De son côté, Sun Jiuwen, professeur à l’École d’économie appliquée de l’Université Renmin de Chine, estime qu’il convient de promouvoir de manière coordonnée la mise en place d’un système de recherche fondamentale, d’un écosystème d’innovation, de mécanismes de formation des talents et d’un cadre de soutien politique. Il insiste également sur le rôle central des laboratoires nationaux, tout en appelant à encourager les différents acteurs à explorer de nouvelles voies afin d’ouvrir de nouveaux champs d'innovation.
En outre, Cai Jiming déclare que les industries du futur ne s’opposent pas aux industries traditionnelles ; elles s’inscrivent au contraire dans leur prolongement, leur extension et leur montée en gamme. Qu Shenning, chercheur à l’Institut d’Économie industrielle de l’Académie des Sciences sociales de Chine, estime pour sa part que cette intégration doit s’articuler autour de trois dimensions essentielles. Premièrement, il convient de renforcer les « effets de diffusion » des technologies génériques afin de favoriser la pénétration des technologies de pointe dans l’ensemble de la chaîne des industries traditionnelles, de la recherche et développement à la production et à la gestion. Deuxièmement, il faut exploiter le rôle moteur des scénarios d’application offerts par les industries traditionnelles, dont l’abondance de données et la diversité des usages constituent un terrain d’expérimentation idéal pour l’itération des technologies du futur. Troisièmement, il importe d’encourager les industries traditionnelles à intégrer les industries du futur dans leurs propres chaînes de valeur, par le biais d’investissements stratégiques ou de consortiums d’innovation.
Répondre aux besoins stratégiques nationaux
La forte incertitude et la nature intersectorielle des industries du futur remettent profondément en cause les paradigmes de recherche traditionnels fondés sur les cloisonnements disciplinaires et le développement linéaire. Mao Yanhua suggère que le monde académique doit s’adapter à cette évolution par une transformation multidimensionnelle touchant à la fois les paradigmes de recherche et les modes d’organisation. Cela implique de renforcer l’intégration interdisciplinaire, d’améliorer la capacité d’analyse prospective des tendances, puis d’accélérer la transformation numérique des méthodes de recherche académique, et enfin de passer d’une logique consistant à « faire ce qui est faisable avec les ressources disponibles » à une logique consistant à « faire ce qui est nécessaire et répond aux besoins ».
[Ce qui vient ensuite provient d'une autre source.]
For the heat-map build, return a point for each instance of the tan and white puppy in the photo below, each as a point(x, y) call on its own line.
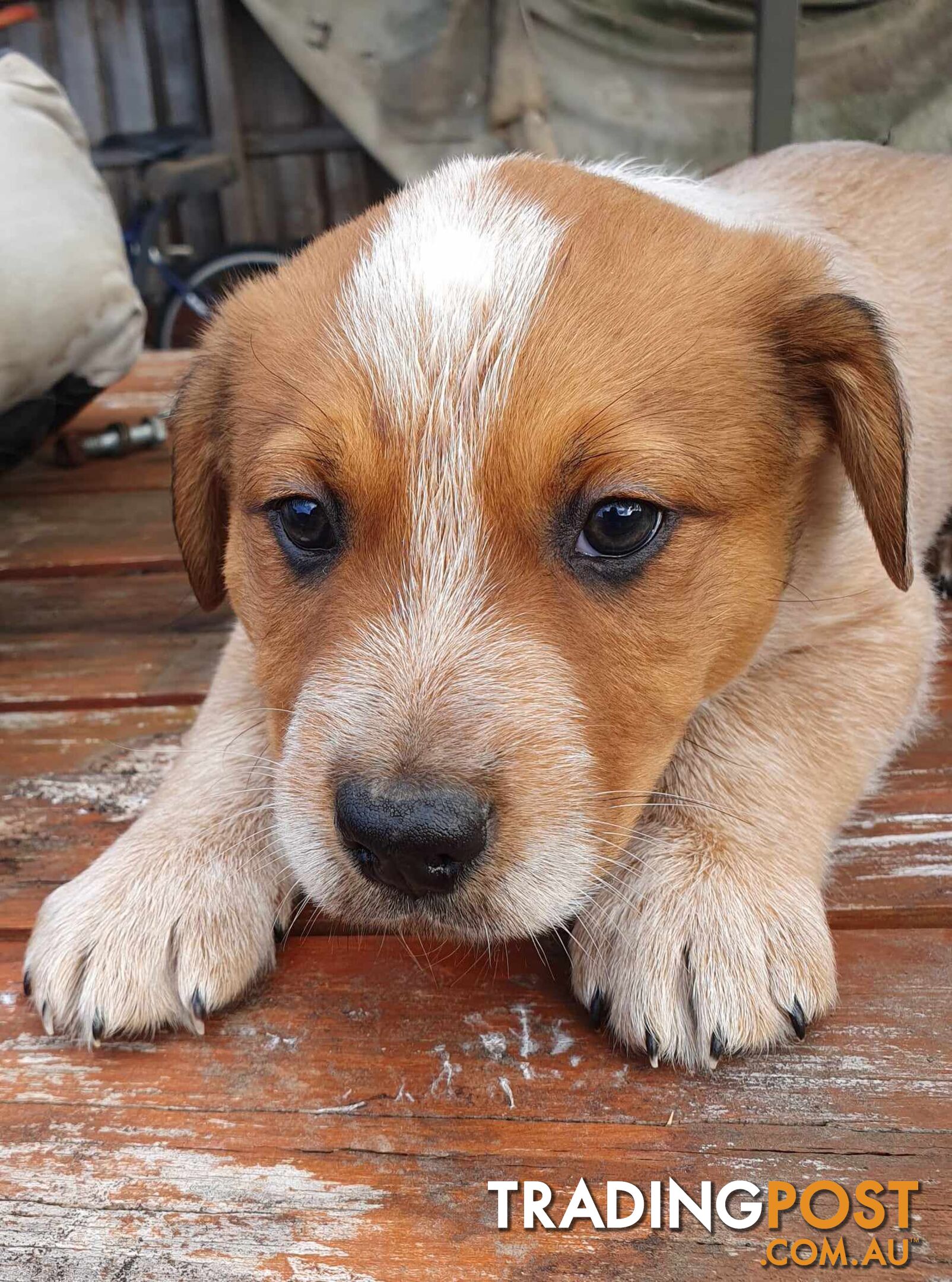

Tout en soulignant la nécessité de stimuler l’innovation, les chercheurs insistent également sur l’importance d’une prévention efficace des risques. Wang Yiming préconise de renforcer la recherche dans trois domaines clés : la mise en place de mécanismes dynamiques d’évaluation et d’alerte précoce couvrant les risques technologiques, commerciaux et éthiques ; l’intégration des exigences éthiques et des impératifs de sécurité nationale dans l’élaboration des normes techniques et la structuration des écosystèmes industriels ; enfin, la création de systèmes de gouvernance agiles et résilients, capables de prévenir les risques majeurs sans pour autant entraver l’innovation. Quant à Cai Jiming, il estime que le caractère à la fois prospectif et disruptif des industries du futur impose des exigences particulièrement élevées en matière de talents, ce qui implique que la réforme des systèmes d’évaluation de l’enseignement et de la recherche doit être envisagée dans le cadre plus large de la construction systémique de l’écosystème d’innovation.